As regards to the social composition of the families opting for home birth we found that in the most common scenario, both parents have higher educational (college of higher education or university) qualifications, or at least completed their secondary school education. While in general, the number of births in Hungary has been dropping continuously for some time, these families tend to have significantly more children than the Hungarian average: a third of them have three or more.

 

This group of expectant women feel that hospitals are unable to provide the tranquil and undisturbed birth they wish to have. It says a great deal about the Hungarian healthcare system that half the women who completed our survey had had negative experiences with hospitals, which had a strong influence on their decision, and they also feel some aversion towards the hospital way of conducting birth. 90% of the women mentioned the desire to avoid unnecessary medical intervention as a reason for their decision to give birth at home. The defenceless position that women occupy during hospital birth is attested by the fact that 60 of the women who ended up in hospital while in labour did not know what would happen to them there and were given no information whatsoever about the interventions that the attending doctors were conducting.

 

The women are highly distrustful of the healthcare system and its representatives, including the ob-gyn providing care during the pregnancy as well as the health visitor. This is expressed, for instance, by the fact that one in twenty of our subjects did not attend regular pregnancy care sessions, while half of those who did attend regularly did not tell their doctors that they intended to give birth at home. A large proportion of healthcare staff were hostile towards those who did make it known that they would give birth at home, sometimes getting to the point of doctors refusing to provide prenatal care (one in eight expectant women), while paediatricians refused to examine newborns (one in six doctors).

 

The air of secrecy around home birth was not limited to prenatal care, it was also present when women who had planned to give birth at home were hospitalised for any reason. The negative experiences associated with the healthcare system and the unresolved legal situation imply that it was probably no accident that a third of women going into hospital attempted to hide it from the hospital staff that they had attempted to give birth at home.
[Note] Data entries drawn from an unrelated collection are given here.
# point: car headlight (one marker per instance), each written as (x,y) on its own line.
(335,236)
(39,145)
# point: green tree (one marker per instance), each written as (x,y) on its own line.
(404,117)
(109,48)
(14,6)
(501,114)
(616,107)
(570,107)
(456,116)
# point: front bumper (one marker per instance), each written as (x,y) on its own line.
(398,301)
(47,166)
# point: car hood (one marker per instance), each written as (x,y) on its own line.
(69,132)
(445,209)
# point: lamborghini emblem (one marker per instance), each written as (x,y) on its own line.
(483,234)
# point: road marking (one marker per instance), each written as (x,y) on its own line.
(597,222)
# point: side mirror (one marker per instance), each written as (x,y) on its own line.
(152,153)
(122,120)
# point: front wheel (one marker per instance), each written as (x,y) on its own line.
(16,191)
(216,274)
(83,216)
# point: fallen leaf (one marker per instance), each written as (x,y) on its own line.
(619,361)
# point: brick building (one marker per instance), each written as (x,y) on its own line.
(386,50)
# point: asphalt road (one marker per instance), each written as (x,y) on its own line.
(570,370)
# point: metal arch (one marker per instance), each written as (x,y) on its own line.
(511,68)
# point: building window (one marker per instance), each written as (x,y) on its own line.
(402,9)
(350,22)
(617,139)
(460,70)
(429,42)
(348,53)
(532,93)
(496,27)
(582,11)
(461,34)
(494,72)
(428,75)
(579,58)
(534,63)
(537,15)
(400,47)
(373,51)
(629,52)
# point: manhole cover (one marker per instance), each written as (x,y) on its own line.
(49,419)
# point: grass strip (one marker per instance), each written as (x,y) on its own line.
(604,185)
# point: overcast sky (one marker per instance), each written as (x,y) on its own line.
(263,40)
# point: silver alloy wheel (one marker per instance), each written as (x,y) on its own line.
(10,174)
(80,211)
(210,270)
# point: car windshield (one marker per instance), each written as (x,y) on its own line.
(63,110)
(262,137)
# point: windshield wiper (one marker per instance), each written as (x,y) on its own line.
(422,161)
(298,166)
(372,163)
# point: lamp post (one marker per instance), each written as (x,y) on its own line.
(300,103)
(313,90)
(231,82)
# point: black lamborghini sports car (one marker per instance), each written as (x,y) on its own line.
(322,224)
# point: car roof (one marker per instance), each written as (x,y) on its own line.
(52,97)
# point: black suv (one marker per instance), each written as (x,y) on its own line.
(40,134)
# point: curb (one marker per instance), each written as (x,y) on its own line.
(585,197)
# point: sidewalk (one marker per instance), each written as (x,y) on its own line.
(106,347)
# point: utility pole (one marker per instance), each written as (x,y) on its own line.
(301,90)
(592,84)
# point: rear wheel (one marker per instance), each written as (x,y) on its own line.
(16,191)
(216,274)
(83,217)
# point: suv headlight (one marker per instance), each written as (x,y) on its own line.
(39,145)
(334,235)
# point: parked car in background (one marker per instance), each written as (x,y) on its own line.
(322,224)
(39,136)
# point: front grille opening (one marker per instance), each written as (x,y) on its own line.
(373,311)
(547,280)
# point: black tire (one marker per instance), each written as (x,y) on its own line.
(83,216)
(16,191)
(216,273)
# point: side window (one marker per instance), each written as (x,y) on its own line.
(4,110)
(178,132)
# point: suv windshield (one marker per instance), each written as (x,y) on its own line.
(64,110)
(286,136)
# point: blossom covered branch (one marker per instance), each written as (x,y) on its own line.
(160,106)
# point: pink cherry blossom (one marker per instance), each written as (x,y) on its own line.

Cooperation between home birth attendants and hospital obstetric staff is far from great: in a quarter of the relevant cases they were not even allowed to accompany the women in labour. The extent to which the lack of cooperation – the failure to pass on information about the progress of labour thus far – delayed the provision of appropriate care to the birthing women is an open question.

 

The research indicates that in Hungary, home birth has been severely criminalised. The undisturbed character of home birth is jeopardised by the constant rejection and harassment that women face should they opt for it. The stakeholders of the healthcare system and the authorities often treat home birth as a criminal activity. This is borne out by the fact that in eight cases, the ambulance crews called to home births immediately informed the police, while in another two cases, the hospitals reported the mothers to the police for leaving the hospital with the newborn at their own risk. The latter also indicates that ambulant hospital birth is not accepted in practice in Hungary, although it is not expressly prohibited by the applicable legislation.

Some parents had official inquiries launched against them on suspicion of endangering their children, while the National Public Health and Medical Officer Service called them in repeatedly to ask questions about the conditions of their home births. And even if they did not encounter any of these difficulties during and around birth, over a quarter of their families did encounter obstacles when it came to obtaining a birth certificate for their children.